1984 short story collection by Eva Ibbotson

A Glove Shop in Vienna: And Other Stories is a collection of short stories for young adults by Eva Ibbotson. The book was first published in 1984 by Century Publishing. The short stories take place in many different locations, including Vienna, the Amazon, Russia and Paris.

The collection received mixed reviews for its 1992 release, with critics calling it well-written and with some surprising ends, but overly sweet and romantic.

== Publishing history ==
- "A Glove Shop in Vienna: And Other Stories" (1984)
- "A Glove Shop in Vienna and Other Stories" (1992)
- "A Glove Shop in Vienna and Other Stories" (2014)

== Reception ==
Reviewing the 1992 version of the book, Kirkus Reviews called the stories present in the collection "mainly frivolous and as contrived as a decorative petit four," with a style reminiscent of the short stories found in magazines of the 1920s and 1930s.
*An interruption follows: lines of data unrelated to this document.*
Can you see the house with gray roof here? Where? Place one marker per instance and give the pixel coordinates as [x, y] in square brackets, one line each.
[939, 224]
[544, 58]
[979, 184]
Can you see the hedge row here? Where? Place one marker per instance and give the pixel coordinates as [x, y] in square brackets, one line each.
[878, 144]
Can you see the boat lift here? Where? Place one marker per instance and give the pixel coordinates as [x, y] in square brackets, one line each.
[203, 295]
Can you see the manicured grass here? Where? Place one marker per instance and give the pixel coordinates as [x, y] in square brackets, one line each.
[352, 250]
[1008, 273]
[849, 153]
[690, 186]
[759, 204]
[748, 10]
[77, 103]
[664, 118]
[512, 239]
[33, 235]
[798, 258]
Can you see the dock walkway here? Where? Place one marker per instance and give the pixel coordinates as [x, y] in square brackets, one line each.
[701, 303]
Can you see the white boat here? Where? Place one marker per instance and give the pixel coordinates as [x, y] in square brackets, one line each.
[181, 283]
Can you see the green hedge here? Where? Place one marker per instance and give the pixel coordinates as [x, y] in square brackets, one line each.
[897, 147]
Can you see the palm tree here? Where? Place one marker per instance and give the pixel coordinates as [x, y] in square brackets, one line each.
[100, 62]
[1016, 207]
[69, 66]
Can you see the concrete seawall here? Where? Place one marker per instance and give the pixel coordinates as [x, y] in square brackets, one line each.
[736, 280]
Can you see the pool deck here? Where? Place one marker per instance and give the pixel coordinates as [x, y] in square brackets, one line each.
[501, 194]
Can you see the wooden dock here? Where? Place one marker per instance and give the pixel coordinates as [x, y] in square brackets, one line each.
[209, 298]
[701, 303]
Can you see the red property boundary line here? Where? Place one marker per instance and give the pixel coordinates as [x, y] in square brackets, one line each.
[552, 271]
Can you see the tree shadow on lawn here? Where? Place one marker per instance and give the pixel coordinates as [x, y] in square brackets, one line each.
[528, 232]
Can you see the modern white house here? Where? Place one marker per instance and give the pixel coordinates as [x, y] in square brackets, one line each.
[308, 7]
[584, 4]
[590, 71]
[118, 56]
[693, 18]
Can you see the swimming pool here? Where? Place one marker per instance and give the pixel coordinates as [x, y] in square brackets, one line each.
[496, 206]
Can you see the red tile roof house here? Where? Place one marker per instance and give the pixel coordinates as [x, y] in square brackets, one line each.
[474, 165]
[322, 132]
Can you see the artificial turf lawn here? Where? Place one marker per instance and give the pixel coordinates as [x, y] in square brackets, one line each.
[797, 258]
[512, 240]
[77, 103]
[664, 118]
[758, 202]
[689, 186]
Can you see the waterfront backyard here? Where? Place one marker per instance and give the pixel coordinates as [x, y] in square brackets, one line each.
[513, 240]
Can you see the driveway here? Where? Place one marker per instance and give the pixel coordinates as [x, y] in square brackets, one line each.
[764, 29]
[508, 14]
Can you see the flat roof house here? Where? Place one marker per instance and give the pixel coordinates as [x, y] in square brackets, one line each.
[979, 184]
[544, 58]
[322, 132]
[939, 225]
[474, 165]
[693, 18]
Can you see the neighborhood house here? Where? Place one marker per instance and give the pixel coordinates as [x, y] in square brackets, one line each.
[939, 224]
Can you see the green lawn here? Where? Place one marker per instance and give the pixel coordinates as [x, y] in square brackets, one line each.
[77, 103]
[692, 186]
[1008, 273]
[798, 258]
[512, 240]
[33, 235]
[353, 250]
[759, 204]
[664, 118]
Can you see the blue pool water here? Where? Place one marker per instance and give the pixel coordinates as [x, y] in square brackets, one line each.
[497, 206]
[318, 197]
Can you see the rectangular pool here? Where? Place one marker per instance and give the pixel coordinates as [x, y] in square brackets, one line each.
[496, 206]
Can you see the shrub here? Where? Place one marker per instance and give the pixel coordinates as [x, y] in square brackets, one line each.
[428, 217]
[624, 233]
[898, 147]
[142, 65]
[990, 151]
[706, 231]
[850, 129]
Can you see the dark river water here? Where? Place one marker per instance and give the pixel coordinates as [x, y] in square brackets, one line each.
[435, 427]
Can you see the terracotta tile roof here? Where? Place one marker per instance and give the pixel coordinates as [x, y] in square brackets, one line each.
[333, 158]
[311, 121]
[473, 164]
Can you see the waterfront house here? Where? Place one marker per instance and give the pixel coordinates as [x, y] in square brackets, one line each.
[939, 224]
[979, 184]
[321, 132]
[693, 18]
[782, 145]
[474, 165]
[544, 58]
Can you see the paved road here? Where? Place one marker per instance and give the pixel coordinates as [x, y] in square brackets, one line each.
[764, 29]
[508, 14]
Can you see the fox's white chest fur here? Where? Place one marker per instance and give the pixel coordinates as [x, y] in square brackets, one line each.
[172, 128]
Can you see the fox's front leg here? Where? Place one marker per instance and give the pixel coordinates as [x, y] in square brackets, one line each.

The reviewer praised two stories in particular, which are focused more on comedy, and concluded by calling the book "[s]light, scented, and deliciously dated in style".

Publishers Weekly praised the surprise endings of the short stories, although calling some of them "sadly contrived". They also noted these Ibbotson's short stories are "oversweet and ultimately cloying." Ellen Cohen praised the short stories by Ibbotson, calling her writing charming.